When men fail to understand the nature of their own consciousness and choose not to put forth the needed effort to discover and understand their consciousness, they often resort to misusing it in their efforts to “explain” it. But again we come back to the tape-loop apologetic antics of presuppositionalism: how does positing a conscious deity “explain” man’s consciousness? How does asserting the existence of a conscious agent explain the consciousness which we possess?

It doesn’t.

by Dawson Bethrick

Tuesday, February 06, 2007

The Ominous Parallels Between Presuppositionalism and Drug Addiction

In his essay The Pulling Down of Strongholds: The Power of Presuppositional Apologetics, Christian apologist Michael Butler writes:

Refuting a non-Christian worldview does not establish the Christian worldview, though. It may be that both his worldview and ours is false. So to prove the Christian worldview, we demonstrate that it and it alone can account for human experience. This leads to the second step. In this step we do not answer the fool according to his folly. Rather we invite the unbeliever to come inside our worldview in order to show him that Christianity makes sense of our experience. It provides the necessary preconditions for knowledge.

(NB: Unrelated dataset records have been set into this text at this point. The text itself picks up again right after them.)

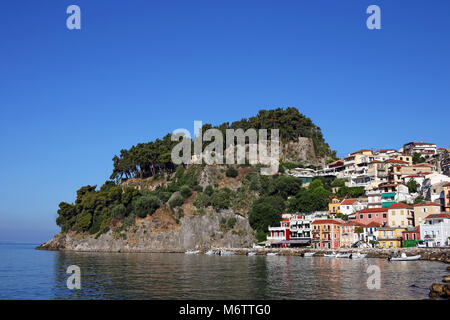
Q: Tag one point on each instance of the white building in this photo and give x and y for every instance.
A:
(374, 198)
(423, 148)
(349, 206)
(435, 232)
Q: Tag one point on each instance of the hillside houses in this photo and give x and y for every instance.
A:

It is true that proving one position wrong does not necessarily establish the truth of a rival position. As Butler acknowledges, both may be false. But Butler insists that the Christian worldview is true, and declares that he can “demonstrate that it and it alone can account for human experience,” and this would supposedly serve to prove that Christianity is true. And although the claim to be able to “account for human experience” is rather ambiguous, presuppositionalists are in the habit of making it with gusto, apparently putting a lot of stock in this professed ability of theirs. Demonstrating this alleged ability of Christianity to “account for human experience” constitutes “the second step” of the presuppositionalist program. How does the presuppositionalist do this? Butler describes the procedure as follows:

we invite the unbeliever to come inside our worldview in order to show him that Christianity makes perfect sense of our experience. It provides the necessary preconditions for knowledge.

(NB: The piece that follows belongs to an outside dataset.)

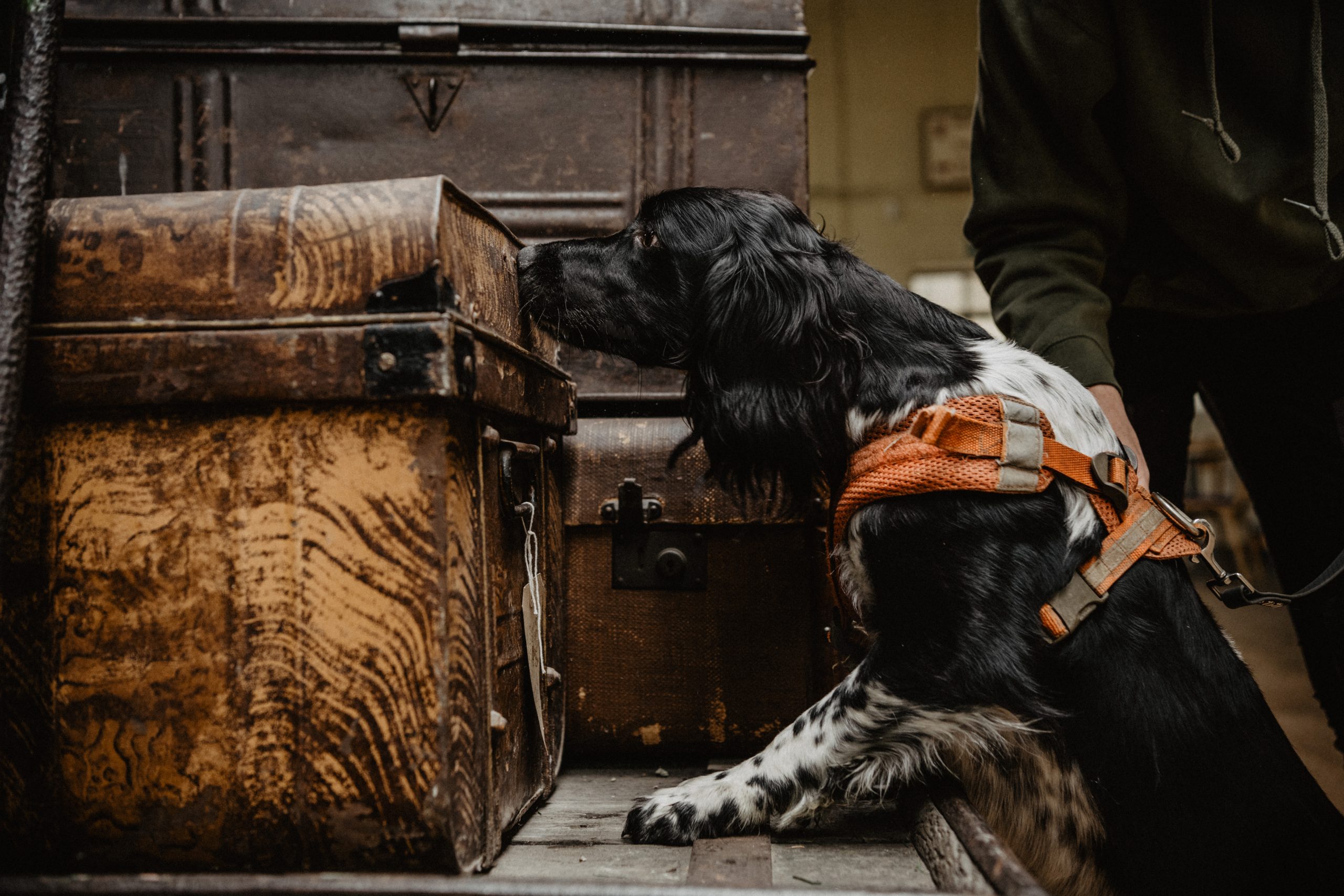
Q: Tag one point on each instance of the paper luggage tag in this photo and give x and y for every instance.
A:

Readers of this can be forgiven for having the impression we're being invited to take on what sounds like a drug addiction. To outsiders, taking the drug is foolish and self-destructive; but to the addicts themselves, the drug is a doorway to a wondrous, mind-altering experience, as precious if not more so than food and water. And this drug is available for "free"; it is not illegal, and it won't cost you a penny to get a hold of some on the street. And its power to alter the mind is tremendous. Many addicts love the drug so much that they will kill for it, and most addicts confess that they are willing to die for it. And while they are under the influence of the drug, everything seems to "make sense" finally and once and for all, as it offers a completely different way of looking at the world and at oneself.

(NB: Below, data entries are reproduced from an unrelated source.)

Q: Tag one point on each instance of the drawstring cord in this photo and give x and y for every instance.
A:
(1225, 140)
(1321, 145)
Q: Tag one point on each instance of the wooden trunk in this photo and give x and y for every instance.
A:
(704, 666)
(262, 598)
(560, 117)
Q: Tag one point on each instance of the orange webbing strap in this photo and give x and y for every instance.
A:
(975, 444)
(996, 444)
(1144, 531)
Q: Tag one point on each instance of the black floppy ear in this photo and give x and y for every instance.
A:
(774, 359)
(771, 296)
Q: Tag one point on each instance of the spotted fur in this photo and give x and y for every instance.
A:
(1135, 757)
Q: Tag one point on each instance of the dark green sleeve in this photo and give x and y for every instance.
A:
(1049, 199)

Surely, if one becomes a drug addict, he will see the world through the eyes of a drug addict, and drug addicts are well known for their ability to rationalize their self-destructive habit. They may even claim that only while they are on the drug will their experience “make sense,” for certainly their addiction can “account for” their altered experience.

However, it would not follow from this drug-induced delusion that the drug and/or their addiction to it “provides the necessary preconditions for knowledge.” It is still a drug, and this drug has potentially lethal side effects. Thus we would be wise to politely decline Butler’s invitation to sip from the trough of mystical Kool-Aid that he so eagerly wants to serve.